The recent correction in technology stocks has had a significant impact on the US smaller companies ...
The recent correction in technology stocks has had a significant impact on the US smaller companies sector due to their high weighting in this part of the market.
Technology, media and telecom stocks did so well over the last year that they have grown to 50% of the US smaller companies index, according to Graeme Glen, Foreign & Colonial's US Smaller Companies Investment Trust manager. This has led to vulnerability in the index as tech stocks go through a period of such volatility that analysis has become futile, he believes.
"Demand in the sector has been so strong over recent years that tech stocks have not followed cyclical patterns," he says. "Analysis is difficult because so many stocks are overpriced and there is a lot of bloodletting going on during the volatility. You have this huge beast called the technology sector whose behaviour has nothing to do with macroeconomics or whether Alan Greenspan wants to raise interest rates."
Jim McCabe, divisional director on American Equities for Capel Cure Sharp, agrees technology is a major destination for investors' money. However, while strong growth across the sector has thrown cyclical models out of kilter there are still ways to pick out stocks which will survive.
McCabe says: "You don't just look at a company's growth but how fast the growth is accelerating. If you can see it will turn revenue growth into bottom-line earnings in under three years, it may be worth pursuing."
McCabe feels there is plenty more life in the sector as firms like Ford realise they must develop e-commerce models. "The well-placed smaller caps are going to be big winners as old economy firms seek their advice," he adds.
Companies like internet strategists Sapient, which joined the S&P500 on 5 May, Commerce One and business to business specialists Ariba should benefit as the demand for consultancy grows. Foreign & Colonial is bearish on tech stocks in the small cap sector, believing they are vastly overvalued. This is a stance the firm has held for five years and despite missing out on the phenomenal surge of the tech sector in 1999, the portfolio will remain underweight in the sector for the foreseeable future.

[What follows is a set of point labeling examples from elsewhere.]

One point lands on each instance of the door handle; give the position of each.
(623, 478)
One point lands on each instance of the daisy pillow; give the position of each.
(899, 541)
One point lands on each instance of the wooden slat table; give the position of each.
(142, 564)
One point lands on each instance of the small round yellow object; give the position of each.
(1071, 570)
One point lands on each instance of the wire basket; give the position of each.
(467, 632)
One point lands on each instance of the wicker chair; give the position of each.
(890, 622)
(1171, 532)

Glen says: "Unfortunately we were wrong about the tech sector before. However, we have been up about 5% in the last two months while tech funds have lost on average 20-30% and other smaller company funds are down about 12%."
Glen's portfolio holds lot of service industries and media stocks, but emphasises these are very much stock specific plays. He favours businesses which are relatively non-cyclical with high operating liquidity and low capitalisation.
Companies like Lamar Advertising, CH Robinson and Infinity Broadcasting have a strong controlling position in their respective markets, which endows them with price flexibility. For example, the US has a fixed number of billboard sites. Lamar Advertising has been acquiring rival companies over the past two decades and is in a dominant position, he says.
McCabe feels the market will continue its volatile pattern but bottom out soon. Meanwhile Glen feels volatility will continue as US interest rates rise.